Neither the establishment of the Plan nor these Terms shall be construed as
conferring any legal rights upon the Participant for a continuation of
employment, nor shall it interfere with the right of the Company or any
Affiliate to discharge the Participant and to treat him or her without regard to
the effect that such treatment might have upon him or her as a Participant.

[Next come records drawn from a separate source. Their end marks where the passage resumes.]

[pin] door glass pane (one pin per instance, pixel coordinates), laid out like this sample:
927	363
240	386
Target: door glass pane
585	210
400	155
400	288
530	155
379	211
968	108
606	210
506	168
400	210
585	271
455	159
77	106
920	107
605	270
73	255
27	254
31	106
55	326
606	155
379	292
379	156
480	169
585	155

15.NOTICE. Any notice or other communication required or permitted hereunder
must be in writing and must be delivered personally, or sent by certified,
registered or express mail, postage prepaid. Any such notice will be deemed
given when so delivered personally or, if mailed, three days after the date of
deposit in the United States mail, in the case of the Company to 21557 Telegraph
Road, Southfield, Michigan, 48033, Attention: General Counsel and, in the case
of the Participant, to the last known address of the Participant in the
Company's records.
16.GOVERNING LAW. These Terms shall be construed and enforced in accordance
with, and governed by, the laws of the State of Michigan, determined without
regard to its conflict of law rules.
17.Incentive Compensation Recoupment Policy. Notwithstanding any provision in
the Plan or in these Terms to the contrary, the Award is subject to the
Incentive Compensation Recoupment Policy established by the Company, as amended
from time to time.
18.PLAN DOCUMENT CONTROLS. The rights herein granted are in all respects subject
to the provisions set forth in the Plan to the same extent and with the same
effect as if set forth fully herein. In the event that the terms of these Terms
conflict with the terms of the Plan document, the Plan document shall control.